My Music: Alexandre Desplat – Gramophone

Alexandre Desplat on finding the balance between fiction and function

I always dreamt of being a composer and, more specifically, a film composer. I was less interested in writing contemporary concert music but instead wanted to combine my joint passions for cinema and music. I started my musical education as a flautist and although the flute is a wonderful instrument, I began to feel limited, so started to play a number of different instruments while fantasising about having an orchestra of my own.

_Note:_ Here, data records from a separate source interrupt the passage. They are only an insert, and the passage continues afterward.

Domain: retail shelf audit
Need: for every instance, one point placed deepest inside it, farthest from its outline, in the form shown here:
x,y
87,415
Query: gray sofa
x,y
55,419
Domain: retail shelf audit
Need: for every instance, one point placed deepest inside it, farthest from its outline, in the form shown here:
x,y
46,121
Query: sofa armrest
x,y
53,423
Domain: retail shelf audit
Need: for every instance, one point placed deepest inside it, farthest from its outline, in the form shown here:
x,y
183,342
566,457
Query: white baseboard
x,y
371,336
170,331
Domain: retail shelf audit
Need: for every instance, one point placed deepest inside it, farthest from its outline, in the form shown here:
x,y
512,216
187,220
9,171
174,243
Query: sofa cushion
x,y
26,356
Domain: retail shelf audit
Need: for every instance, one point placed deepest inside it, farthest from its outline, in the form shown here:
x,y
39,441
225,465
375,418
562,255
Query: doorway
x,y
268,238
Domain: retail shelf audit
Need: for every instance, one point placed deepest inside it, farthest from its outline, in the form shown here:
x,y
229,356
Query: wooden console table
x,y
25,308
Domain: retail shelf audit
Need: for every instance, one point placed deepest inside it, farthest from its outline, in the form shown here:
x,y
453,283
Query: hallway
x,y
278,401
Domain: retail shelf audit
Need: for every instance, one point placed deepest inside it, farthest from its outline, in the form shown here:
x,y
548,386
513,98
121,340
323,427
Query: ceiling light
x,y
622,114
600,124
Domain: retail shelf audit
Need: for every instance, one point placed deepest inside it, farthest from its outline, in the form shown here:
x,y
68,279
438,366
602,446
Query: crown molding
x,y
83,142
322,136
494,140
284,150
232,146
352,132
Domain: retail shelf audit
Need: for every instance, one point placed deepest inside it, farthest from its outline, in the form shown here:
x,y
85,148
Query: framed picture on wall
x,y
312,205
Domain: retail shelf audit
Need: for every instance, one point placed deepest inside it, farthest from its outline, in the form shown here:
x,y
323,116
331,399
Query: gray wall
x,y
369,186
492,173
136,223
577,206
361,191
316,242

The great thing about film music is that it encompasses such a wide range of cultures and styles, and by gathering this palette of colours and expressions you begin to find your own musical voice. Thus, between the ages of 13 and 20, I would listen to everything I could, day and night. I was dripping in music – from jazz to bossa nova, to Ravel, Debussy, Shostakovich, Messiaen and Boulez. Every kind of music was rich and different and exciting. In this way I started to discover a musical vocabulary of my own.

Young people often ask me how they can become a film composer but they must understand that film music ultimately serves the movie. This means that you must be interested in cinema and prepared to meet directors and editors – to speak less about the music and more about the actors and photography. So this is what I did. I began by writing a lot of music for the stage and one of the actors in a Shakespeare production of mine had directed a short film, so he asked me to compose the music for this. More short movies followed and eventually my first feature. It was a long process but a satisfying one.

I have had the opportunity to work with some fantastic directors throughout my career. The best directors, such as Stephen Frears and Roman Polanski, understand that cinema is a collaborative art and is therefore something you have to share. The biggest test is to challenge directors, because they want you to surprise them, to open windows and gates they have never considered for their film.

Most important is finding the balance between function and fiction. Function will ensure that the music fits well into the mechanics of the film but fiction enables you to tap into the invisible – the deep psychology, pain and notions of the characters. It has a very special strength but only works when balanced equally with function, because the music cannot be detached from the story.

No matter which film you are dealing with – large or small – the process is fundamentally the same. I recently wrote soundtracks for the latest Harry Potter and for The King’s Speech, and the main difference between these was the amount of music required – over two hours for Harry Potter and the Deathly Hallows, Part 1, and less than an hour for The King’s Speech. Obviously Harry Potter comes from a lengthy franchise, with music originally written by John Williams, so you are part of a piece of cinema history. But in the end it comes down to you, locked away in a studio, scratching your head and trying to come up with ideas quickly because the director will be there in an hour.

Music for film can often be overlooked by the classical community and for this reason it drives me crazy when I hear a bad score at the cinema. There will always be someone who says, “See, I was right. Movie music is bad!” At their best, film scores – like the kinds I listened to in my teens by Herrmann, Waxman and Steiner – are real music, not background wallpaper, and can work equally well in a concert hall. Of course, we film composers must be humble, because our art is part of a larger process, but although I hear a lot of wallpaper, I always strive to write real music as much as I can.